Microsoft Defender for Endpoint utilise désormais l’interruption automatique des attaques pour isoler les comptes d’utilisateurs compromis et bloquer les mouvements latéraux lors des attaques mains sur clavier à l’aide d’une nouvelle fonctionnalité « contenir l’utilisateur » en préversion publique.
Dans de tels incidents, comme ceux impliquant des ransomwares opérés par des humains, les acteurs malveillants infiltrent les réseaux, se déplacent latéralement après avoir augmenté leurs privilèges via des comptes volés et déploient des charges utiles malveillantes.
Selon Microsoft, Defender for Endpoint empêche désormais les tentatives de mouvement latéral des attaquants au sein de l’infrastructure informatique sur site ou dans le cloud des victimes en isolant temporairement les comptes d’utilisateurs compromis (c’est-à-dire les identités suspectes) qu’ils pourraient exploiter pour atteindre leurs objectifs.
« La perturbation des attaques permet d’atteindre ce résultat en contenant les utilisateurs compromis sur tous les appareils afin de déjouer les attaquants avant qu’ils n’aient la possibilité d’agir de manière malveillante, comme utiliser des comptes pour se déplacer latéralement, effectuer un vol d’identifiants, une exfiltration de données et un cryptage à distance. » dit Rob Lefferts, vice-président d’entreprise pour la sécurité Microsoft 365.
« Cette capacité d’activation par défaut identifiera si l’utilisateur compromis a une activité associée à un autre point final et coupera immédiatement toutes les communications entrantes et sortantes, les contenant essentiellement. »
Selon Microsoft, lorsque les premières étapes d’une attaque humaine sont détectées sur un point de terminaison à l’aide de signaux provenant de diverses charges de travail Microsoft 365 Defender (y compris les identités, les points de terminaison, la messagerie électronique et les applications SaaS), la fonctionnalité d’interruption automatisée de l’attaque bloquera l’attaque sur cet appareil.
Simultanément, Defender for Endpoint « inoculera » également tous les autres appareils de l’organisation en bloquant le trafic malveillant entrant, laissant ainsi les attaquants sans autre cible.
« Lorsqu’une identité est contenue, tout appareil intégré à Microsoft Defender for Endpoint pris en charge bloquera le trafic entrant dans des protocoles spécifiques liés aux attaques (connexions réseau, RPC, SMB, RDP) tout en permettant le trafic légitime », explique Redmond dans un communiqué. document justificatif.
« Cette action peut contribuer considérablement à réduire l’impact d’une attaque.
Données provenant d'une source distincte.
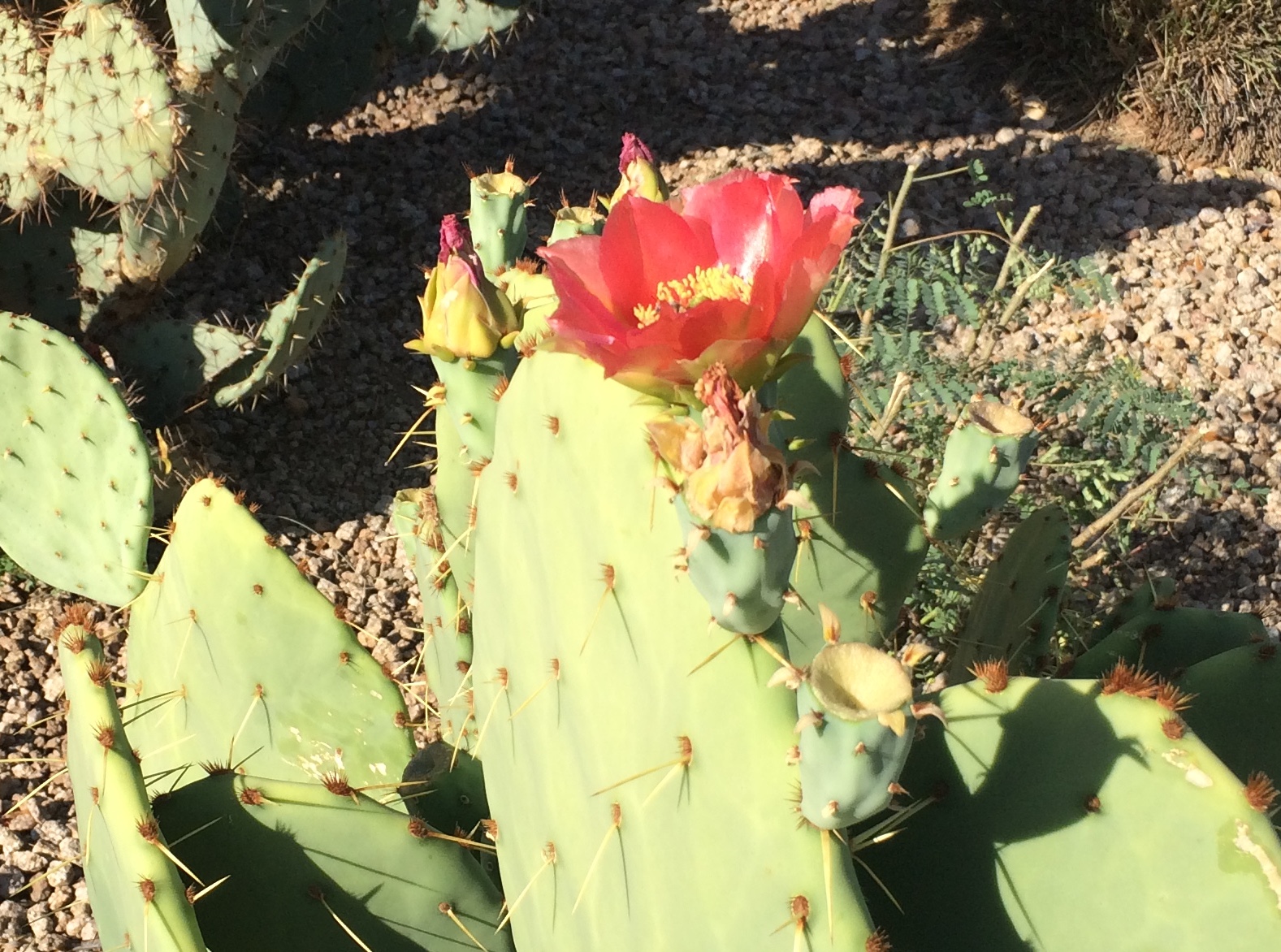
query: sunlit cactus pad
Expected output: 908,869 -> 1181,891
152,774 -> 513,952
0,6 -> 45,211
0,311 -> 151,605
58,624 -> 205,952
128,479 -> 413,790
44,4 -> 180,202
Lorsqu’une identité est confinée, les analystes des opérations de sécurité disposent de plus de temps pour localiser, identifier et remédier à la menace pesant sur l’identité compromise. »
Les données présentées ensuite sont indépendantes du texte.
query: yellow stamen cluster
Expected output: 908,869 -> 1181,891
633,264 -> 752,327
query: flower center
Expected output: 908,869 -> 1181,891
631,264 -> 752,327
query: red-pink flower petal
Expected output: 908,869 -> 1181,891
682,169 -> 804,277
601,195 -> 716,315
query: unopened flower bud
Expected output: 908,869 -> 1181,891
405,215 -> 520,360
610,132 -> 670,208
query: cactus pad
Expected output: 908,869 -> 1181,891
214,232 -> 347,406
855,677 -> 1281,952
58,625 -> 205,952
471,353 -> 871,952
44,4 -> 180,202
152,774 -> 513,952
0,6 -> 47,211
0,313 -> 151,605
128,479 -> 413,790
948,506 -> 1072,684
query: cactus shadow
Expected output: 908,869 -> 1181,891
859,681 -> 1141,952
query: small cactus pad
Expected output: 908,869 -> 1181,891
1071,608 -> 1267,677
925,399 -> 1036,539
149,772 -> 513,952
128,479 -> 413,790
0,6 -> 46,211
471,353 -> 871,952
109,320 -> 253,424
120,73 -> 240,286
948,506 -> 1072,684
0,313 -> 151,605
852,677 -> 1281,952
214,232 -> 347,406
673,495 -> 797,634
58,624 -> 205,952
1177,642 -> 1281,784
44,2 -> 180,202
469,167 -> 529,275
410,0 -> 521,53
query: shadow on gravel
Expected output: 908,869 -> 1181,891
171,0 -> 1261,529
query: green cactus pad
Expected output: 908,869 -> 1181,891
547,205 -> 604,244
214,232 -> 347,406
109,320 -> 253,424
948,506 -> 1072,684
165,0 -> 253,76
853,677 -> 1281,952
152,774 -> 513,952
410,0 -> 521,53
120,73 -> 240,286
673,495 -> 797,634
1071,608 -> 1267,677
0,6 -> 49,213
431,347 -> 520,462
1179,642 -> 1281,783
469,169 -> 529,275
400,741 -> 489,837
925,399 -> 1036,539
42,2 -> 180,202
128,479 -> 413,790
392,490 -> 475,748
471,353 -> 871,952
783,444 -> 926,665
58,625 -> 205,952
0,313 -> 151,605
Microsoft a ajouté l’interruption automatique des attaques à sa solution Microsoft 365 Defender XDR (Extended Detection and Response) en novembre 2022 lors de sa conférence annuelle Microsoft Ignite destinée aux développeurs et aux professionnels de l’informatique.
Cette fonctionnalité permet de contenir les attaques en cours et d’isoler automatiquement les actifs affectés en limitant les mouvements latéraux sur les réseaux compromis.
« Depuis août 2023, plus de 6 500 appareils ont été épargnés par le chiffrement des campagnes de ransomware exécutées par des groupes de hackers, dont BlackByte et Akira, et même par des équipes rouges », selon les données internes de Microsoft.
Defender for Endpoint est également capable d’isoler les appareils Windows piratés et non gérés depuis juin 2022, empêchant les acteurs malveillants de se déplacer latéralement à travers les réseaux des victimes en bloquant toutes les communications vers et depuis les appareils compromis.